Interestingly, he also stated: "The level of mental and physical wellbeing is highest in subjects on 50mg iodine/iodide per day. They volunteer the information that if they decrease their intake to 12.5mg/day after they reach sufficiency*, they are not as energetic, productive and alert. "
*) Dr Abraham uses the word "sufficiency" to denote the state with sufficient Iodine in the body to produce optimal wellbeing.
- Boyd ND, Benediktsoon H, Vimy MJ, et al. 1991 "Mercury from dental "silver" tooth fillings impairs sheep kidney function." Am J Physiol 1991;261:R1010-R1014.
- Araujo M, Welch WJ. 2006. "Oxidative stress and nitric oxide in kidney function.".Curr Opin Nephrol Hypertens. 2006 Jan;15(1):72-7.
- Hirose M, et al, 2010. "Renal tubular epithelial cell injury and oxidative stress induce calcium oxalate crystal formation in mouse kidney". International Journal of Urology, 17:83-92. (January 2010)

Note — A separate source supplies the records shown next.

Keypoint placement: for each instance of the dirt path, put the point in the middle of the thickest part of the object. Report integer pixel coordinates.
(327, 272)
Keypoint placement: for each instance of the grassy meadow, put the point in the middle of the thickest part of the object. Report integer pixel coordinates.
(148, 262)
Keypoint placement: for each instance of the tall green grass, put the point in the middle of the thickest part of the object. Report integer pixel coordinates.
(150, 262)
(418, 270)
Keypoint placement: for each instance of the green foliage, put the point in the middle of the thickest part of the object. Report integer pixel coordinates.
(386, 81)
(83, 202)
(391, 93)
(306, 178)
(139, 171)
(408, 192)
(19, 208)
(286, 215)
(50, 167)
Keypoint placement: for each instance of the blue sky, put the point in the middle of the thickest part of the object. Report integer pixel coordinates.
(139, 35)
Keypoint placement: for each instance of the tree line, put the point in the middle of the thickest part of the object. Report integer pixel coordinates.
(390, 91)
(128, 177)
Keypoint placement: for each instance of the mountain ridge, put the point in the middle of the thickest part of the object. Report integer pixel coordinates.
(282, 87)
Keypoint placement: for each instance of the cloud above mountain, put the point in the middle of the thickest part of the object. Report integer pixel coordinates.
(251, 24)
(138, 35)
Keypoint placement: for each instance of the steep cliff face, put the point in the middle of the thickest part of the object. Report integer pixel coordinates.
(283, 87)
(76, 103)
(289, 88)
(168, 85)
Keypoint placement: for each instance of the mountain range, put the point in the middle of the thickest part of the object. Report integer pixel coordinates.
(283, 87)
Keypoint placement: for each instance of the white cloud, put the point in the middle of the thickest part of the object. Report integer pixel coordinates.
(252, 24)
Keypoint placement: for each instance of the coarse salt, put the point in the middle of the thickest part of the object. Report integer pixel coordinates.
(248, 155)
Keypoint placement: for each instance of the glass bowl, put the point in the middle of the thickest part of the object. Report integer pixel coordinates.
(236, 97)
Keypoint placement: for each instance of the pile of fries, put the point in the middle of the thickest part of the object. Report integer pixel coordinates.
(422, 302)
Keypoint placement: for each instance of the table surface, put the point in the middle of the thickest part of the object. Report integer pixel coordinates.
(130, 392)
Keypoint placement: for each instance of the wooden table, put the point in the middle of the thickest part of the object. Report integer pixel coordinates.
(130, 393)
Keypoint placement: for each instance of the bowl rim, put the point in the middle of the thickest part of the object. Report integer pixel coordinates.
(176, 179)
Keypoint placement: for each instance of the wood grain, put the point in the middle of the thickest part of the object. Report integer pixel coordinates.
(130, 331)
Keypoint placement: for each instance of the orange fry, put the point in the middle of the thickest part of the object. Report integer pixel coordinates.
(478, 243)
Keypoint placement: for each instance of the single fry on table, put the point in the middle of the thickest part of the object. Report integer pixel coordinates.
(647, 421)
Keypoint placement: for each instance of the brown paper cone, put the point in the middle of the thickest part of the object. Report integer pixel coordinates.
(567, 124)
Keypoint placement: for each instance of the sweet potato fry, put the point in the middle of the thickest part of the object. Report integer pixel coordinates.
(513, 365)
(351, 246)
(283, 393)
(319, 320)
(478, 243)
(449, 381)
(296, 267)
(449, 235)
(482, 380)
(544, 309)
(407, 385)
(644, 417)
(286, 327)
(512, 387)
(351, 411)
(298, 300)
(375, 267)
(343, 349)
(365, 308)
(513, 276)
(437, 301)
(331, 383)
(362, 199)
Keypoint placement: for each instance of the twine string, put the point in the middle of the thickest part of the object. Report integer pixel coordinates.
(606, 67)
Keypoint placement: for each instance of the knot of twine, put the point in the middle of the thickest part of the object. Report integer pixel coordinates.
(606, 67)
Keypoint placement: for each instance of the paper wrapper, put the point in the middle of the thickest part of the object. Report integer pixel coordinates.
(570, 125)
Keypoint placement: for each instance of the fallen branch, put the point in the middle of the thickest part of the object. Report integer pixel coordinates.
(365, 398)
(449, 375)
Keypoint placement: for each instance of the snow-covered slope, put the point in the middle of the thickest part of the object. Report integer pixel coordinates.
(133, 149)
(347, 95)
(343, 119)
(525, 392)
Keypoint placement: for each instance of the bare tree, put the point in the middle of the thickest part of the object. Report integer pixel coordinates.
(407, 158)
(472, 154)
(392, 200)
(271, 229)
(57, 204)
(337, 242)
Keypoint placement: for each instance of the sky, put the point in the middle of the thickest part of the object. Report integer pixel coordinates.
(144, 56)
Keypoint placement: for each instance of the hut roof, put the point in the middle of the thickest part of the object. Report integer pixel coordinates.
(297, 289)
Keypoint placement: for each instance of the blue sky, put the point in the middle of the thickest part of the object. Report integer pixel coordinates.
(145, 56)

- NERGIZ1 Y, et al 2000. "Effect of Low-Intensity Microwave Radiation on
Rat Kidney: An Ultrastructural Study"
Turk J Med Sci 30 (2000) 223–227
- Suurkula, J, 2008. "Chronic stress is highly prevalent"
1. The Okinawans have the highest percentage of centenarians in the world and the lowest death rates from cancer, heart diseases and stroke. They are notably vital at high age and have a much shorter period of decrepitude before death than commonly. See The Okinawa centenarian study.